The Windows NT™ version 3.1 operating system introduces a new executable file format called the Portable Executable (PE) file format. The Portable Executable File Format specification, though rather vague, has been made available to the public and is included on the Microsoft Developer Network CD (Specs and Strategy, Specifications, Windows NT File Format Specifications).
Yet this specification alone does not provide enough information to make it easy, or even reasonable, for developers to understand the PE file format. This article is meant to address that problem. In it you’ll find a thorough explanation of the entire PE file format, along with descriptions of all the necessary structures and source code examples that demonstrate how to use this information.
All of the source code examples that appear in this article are taken from a dynamic-link library (DLL) called PEFILE.DLL. I wrote this DLL simply for the purpose of getting at the important information contained within a PE file. The DLL and its source code are also included on this CD as part of the PEFile sample application; feel free to use the DLL in your own applications. Also, feel free to take the source code and build on it for any specific purpose you may have. At the end of this article, you’ll find a brief list of the functions exported from the PEFILE.DLL and an explanation of how to use them. I think you’ll find these functions make understanding the PE file format easier to cope with.

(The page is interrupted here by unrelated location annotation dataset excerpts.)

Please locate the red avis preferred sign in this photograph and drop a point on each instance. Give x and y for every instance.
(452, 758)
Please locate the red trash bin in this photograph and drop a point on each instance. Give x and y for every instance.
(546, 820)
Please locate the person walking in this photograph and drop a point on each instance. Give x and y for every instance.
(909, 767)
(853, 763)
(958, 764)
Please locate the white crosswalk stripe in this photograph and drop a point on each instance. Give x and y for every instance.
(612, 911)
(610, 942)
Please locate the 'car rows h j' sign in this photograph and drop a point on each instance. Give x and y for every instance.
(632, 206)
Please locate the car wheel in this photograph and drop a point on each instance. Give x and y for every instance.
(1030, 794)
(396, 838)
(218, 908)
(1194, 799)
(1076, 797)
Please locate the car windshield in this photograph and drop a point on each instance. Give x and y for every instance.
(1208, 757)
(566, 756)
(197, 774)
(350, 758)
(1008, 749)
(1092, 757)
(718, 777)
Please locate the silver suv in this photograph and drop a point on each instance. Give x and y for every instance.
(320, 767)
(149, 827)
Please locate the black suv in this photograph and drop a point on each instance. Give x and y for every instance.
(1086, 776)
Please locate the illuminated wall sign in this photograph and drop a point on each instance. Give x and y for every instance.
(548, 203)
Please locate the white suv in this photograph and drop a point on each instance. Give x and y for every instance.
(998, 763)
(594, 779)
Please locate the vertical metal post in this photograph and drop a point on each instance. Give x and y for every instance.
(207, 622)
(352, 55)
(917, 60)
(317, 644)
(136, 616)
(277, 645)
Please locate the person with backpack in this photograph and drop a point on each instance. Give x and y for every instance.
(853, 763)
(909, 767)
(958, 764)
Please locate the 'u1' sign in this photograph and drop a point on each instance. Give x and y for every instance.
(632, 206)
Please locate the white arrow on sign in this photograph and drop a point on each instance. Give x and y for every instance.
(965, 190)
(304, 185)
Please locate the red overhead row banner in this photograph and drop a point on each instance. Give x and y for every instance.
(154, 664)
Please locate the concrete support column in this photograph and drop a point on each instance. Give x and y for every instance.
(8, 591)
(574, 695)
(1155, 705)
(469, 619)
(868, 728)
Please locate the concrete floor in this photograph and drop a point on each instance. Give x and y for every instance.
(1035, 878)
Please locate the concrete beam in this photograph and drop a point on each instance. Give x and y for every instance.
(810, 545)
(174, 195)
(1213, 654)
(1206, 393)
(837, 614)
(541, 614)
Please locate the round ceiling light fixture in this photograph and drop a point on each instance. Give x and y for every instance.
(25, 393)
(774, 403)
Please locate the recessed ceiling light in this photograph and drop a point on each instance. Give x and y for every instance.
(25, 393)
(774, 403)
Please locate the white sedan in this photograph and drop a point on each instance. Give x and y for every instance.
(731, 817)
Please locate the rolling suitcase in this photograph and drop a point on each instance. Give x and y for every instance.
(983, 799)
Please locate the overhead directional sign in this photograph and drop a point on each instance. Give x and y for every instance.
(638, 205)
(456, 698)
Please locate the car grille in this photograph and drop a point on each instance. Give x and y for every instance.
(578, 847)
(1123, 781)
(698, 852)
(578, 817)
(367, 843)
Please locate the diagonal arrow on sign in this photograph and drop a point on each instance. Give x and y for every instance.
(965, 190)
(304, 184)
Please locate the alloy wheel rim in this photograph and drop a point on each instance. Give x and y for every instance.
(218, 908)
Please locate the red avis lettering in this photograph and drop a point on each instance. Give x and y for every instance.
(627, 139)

The recent addition of the Microsoft® Windows NT™ operating system to the family of Windows™ operating systems brought many changes to the development environment and more than a few changes to applications themselves. One of the more significant changes is the introduction of the Portable Executable (PE) file format. The new PE file format draws primarily from the COFF (Common Object File Format) specification that is common to UNIX® operating systems. Yet, to remain compatible with previous versions of the MS-DOS® and Windows operating systems, the PE file format also retains the old familiar MZ header from MS-DOS.
In this article, the PE file format is explained using a top-down approach. This article discusses each of the components of the file as they occur when you traverse the file’s contents, starting at the top and working your way down through the file.
Much of the definition of individual file components comes from the file WINNT.H, a file included in the Microsoft Win32™ Software Development Kit (SDK) for Windows NT. In it you will find structure type definitions for each of the file headers and data directories used to represent various components in the file. In other places in the file, WINNT.H lacks sufficient definition of the file structure. In these places, I chose to define my own structures that can be used to access the data from the file. You will find these structures defined in PEFILE.H, a file used to create the PEFILE.DLL. The entire suite of PEFILE.H development files is included in the PEFile sample application.
In addition to the PEFILE.DLL sample code, a separate Win32-based sample application called EXEVIEW.EXE accompanies this article. This sample was created for two purposes: First, I needed a way to be able to test the PEFILE.DLL functions, which in some cases required multiple file views simultaneously–hence the multiple view support. Second, much of the work of figuring out PE file format involved being able to see the data interactively. For example, to understand how the import address name table is structured, I had to view the .idata section header, the import image data directory, the optional header, and the actual .idata section body, all simultaneously. EXEVIEW.EXE is the perfect sample for viewing that information.
Without further ado, let’s begin.
The PE file format is organized as a linear stream of data. It begins with an MS-DOS header, a real-mode program stub, and a PE file signature. Immediately following is a PE file header and optional header. Beyond that, all the section headers appear, followed by all of the section bodies. Closing out the file are a few other regions of miscellaneous information, including relocation information, symbol table information, line number information, and string table data. All of this is more easily absorbed by looking at it graphically, as shown in Figure 1.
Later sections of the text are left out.